ぶらり、唐招提寺:3
(承前)
礼堂が途切れた突き当たりにあるのが、開山堂。鑑真和上を祀るお堂で、国宝の《鑑真和上坐像》(奈良時代)が長く納められていた。現在、同像は御影堂に移り、開山堂には「御身代わり像」が安置。
同じ紙塑の技法でつくられたという御身代わり像は、さすがに原品の放つ粛然とした空気こそまとっていないものの、こうして参拝者に常時公開され、少し高いところから令和の伽藍を見守るのは大事な役目といえよう。
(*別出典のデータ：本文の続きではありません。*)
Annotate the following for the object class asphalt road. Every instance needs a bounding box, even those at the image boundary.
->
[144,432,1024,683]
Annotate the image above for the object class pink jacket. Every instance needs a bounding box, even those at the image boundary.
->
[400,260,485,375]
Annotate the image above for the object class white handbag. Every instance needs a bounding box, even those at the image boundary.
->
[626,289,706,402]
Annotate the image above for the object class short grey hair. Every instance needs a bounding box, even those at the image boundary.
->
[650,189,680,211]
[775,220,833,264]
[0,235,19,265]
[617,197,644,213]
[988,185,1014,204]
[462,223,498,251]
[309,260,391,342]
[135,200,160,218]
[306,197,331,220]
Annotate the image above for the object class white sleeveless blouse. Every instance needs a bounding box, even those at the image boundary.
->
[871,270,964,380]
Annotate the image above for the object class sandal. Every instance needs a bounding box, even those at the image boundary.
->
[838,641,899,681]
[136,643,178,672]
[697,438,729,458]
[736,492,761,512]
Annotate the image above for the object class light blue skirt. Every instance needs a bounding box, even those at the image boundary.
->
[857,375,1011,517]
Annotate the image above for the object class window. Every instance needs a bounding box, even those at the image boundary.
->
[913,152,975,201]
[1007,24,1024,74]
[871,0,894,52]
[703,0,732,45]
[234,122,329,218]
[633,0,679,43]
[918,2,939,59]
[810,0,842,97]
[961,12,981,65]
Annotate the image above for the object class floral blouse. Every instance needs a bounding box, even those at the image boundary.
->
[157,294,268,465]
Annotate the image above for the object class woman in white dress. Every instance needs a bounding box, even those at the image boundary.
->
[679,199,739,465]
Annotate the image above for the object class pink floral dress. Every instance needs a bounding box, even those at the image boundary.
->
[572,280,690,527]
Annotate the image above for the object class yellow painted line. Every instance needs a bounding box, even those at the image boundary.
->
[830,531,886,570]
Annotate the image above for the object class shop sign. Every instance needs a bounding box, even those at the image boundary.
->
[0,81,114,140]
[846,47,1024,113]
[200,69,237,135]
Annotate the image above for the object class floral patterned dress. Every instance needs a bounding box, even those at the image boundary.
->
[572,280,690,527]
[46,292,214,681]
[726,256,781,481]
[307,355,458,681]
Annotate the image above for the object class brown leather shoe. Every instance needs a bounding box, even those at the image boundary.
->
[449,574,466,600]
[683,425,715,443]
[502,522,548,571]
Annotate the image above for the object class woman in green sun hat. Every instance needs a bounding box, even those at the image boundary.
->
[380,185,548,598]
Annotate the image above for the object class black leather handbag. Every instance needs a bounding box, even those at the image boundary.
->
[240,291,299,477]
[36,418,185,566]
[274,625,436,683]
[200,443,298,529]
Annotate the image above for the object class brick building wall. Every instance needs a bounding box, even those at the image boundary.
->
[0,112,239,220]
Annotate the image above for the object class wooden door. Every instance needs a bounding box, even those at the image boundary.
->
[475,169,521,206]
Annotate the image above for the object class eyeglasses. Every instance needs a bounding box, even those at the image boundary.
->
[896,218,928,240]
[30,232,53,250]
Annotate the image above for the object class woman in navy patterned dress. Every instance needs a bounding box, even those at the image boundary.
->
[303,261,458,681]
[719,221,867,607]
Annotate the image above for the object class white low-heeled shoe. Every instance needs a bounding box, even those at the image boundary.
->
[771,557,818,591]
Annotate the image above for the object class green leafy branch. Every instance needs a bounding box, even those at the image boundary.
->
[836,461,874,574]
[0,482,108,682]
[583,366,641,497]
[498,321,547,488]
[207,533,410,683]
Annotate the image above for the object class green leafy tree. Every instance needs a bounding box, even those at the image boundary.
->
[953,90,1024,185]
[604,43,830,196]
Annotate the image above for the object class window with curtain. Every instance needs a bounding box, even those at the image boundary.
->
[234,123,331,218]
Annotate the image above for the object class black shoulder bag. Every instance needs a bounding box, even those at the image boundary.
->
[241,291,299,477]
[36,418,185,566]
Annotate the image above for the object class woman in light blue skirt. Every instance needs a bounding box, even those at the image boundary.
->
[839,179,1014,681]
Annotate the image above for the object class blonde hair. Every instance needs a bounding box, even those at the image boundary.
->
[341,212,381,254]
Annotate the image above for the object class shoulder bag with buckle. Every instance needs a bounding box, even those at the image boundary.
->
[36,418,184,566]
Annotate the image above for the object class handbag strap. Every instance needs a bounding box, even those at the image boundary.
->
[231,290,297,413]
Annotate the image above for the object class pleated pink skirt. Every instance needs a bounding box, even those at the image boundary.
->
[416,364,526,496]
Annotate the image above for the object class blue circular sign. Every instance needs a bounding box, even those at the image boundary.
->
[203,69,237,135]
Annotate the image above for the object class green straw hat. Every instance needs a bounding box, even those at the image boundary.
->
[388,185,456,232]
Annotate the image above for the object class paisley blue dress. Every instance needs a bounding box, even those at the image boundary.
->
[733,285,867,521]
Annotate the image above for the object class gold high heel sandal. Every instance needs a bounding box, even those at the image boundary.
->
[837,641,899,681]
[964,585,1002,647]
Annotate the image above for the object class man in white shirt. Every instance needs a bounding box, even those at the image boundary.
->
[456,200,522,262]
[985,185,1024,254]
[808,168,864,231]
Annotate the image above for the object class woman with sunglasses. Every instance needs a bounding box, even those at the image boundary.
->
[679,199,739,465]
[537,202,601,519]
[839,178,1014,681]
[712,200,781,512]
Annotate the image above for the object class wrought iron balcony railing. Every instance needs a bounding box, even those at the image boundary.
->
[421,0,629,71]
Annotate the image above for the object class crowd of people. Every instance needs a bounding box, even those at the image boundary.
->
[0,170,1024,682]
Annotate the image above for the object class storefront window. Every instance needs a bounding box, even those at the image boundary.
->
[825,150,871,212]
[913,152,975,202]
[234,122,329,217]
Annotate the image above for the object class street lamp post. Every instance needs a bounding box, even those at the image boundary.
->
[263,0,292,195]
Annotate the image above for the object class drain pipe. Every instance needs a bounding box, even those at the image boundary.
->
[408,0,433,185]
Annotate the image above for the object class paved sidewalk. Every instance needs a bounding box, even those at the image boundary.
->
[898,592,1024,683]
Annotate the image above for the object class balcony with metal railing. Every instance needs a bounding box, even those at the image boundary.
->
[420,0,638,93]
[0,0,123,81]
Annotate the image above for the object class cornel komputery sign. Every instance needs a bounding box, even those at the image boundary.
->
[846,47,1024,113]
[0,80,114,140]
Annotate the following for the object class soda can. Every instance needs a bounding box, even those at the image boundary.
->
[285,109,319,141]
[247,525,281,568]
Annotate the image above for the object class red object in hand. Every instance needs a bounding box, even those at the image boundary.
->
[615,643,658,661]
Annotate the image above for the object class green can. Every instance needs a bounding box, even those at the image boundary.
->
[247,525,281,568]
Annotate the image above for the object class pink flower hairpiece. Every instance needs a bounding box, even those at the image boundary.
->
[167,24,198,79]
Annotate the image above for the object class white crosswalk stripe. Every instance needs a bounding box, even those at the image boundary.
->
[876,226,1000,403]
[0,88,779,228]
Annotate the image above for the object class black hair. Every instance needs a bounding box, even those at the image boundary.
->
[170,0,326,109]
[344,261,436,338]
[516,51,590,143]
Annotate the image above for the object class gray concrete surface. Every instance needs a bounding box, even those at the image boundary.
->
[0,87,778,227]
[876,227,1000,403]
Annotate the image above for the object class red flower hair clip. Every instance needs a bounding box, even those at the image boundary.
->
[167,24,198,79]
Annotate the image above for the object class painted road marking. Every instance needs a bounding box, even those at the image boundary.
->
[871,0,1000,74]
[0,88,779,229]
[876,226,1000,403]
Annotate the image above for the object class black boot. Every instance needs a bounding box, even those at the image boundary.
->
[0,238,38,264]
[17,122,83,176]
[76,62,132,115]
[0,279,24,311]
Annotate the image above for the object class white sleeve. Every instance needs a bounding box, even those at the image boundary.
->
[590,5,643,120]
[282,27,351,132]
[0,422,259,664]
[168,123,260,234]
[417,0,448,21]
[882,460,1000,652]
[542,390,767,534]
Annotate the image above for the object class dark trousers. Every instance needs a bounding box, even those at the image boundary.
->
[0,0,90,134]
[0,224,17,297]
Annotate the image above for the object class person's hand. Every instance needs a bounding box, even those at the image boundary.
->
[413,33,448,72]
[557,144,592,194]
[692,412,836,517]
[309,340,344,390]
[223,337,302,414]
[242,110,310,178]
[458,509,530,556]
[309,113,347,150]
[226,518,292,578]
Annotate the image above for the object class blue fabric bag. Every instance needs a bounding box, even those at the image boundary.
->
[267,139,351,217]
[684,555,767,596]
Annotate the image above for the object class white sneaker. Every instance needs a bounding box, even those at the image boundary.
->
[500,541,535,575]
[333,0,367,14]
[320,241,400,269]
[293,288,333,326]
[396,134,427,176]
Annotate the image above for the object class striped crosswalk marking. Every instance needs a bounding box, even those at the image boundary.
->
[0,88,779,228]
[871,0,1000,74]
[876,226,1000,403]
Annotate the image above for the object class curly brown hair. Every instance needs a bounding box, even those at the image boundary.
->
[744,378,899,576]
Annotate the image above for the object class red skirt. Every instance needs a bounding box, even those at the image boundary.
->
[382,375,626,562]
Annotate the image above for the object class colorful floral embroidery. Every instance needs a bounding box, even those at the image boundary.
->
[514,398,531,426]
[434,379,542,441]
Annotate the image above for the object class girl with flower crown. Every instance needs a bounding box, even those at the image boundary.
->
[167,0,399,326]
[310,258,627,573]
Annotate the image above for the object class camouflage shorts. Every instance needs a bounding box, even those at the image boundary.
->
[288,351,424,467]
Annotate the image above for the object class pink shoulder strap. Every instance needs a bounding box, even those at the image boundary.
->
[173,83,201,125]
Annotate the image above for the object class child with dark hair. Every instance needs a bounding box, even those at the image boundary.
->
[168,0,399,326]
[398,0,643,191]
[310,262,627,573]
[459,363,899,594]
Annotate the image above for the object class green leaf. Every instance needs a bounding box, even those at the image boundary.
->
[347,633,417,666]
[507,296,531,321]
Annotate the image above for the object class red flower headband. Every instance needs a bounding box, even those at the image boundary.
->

国宝の原品は、毎年6月6日の鑑真忌とその前後3日間に御影堂で公開される。
開山堂の裏から左に曲がり、境内をぐるりとまわっていく。
この界隈の小径が、ほんとうに美しい。人の手が入らないありのままの自然もよいものだが、こうして野趣を残しつつ、丹念に手入れされているさまもまた魅力的。折しも、ハギやサルスベリの花が競って咲いていたのであった。
「こんなにすてきな景色が、わが家のすぐ近くに……!」なんてことを、奈良に来てから、いったい何度思ったかわからないけども、唐招提寺の小径はいまのところ、その最たるものだ。
伽藍の西南端には、薬草となる植物を集めた薬園を鋭意造営中とのこと。その進捗を見守る意味でも、季節ごとに繰り返し訪れていきたい。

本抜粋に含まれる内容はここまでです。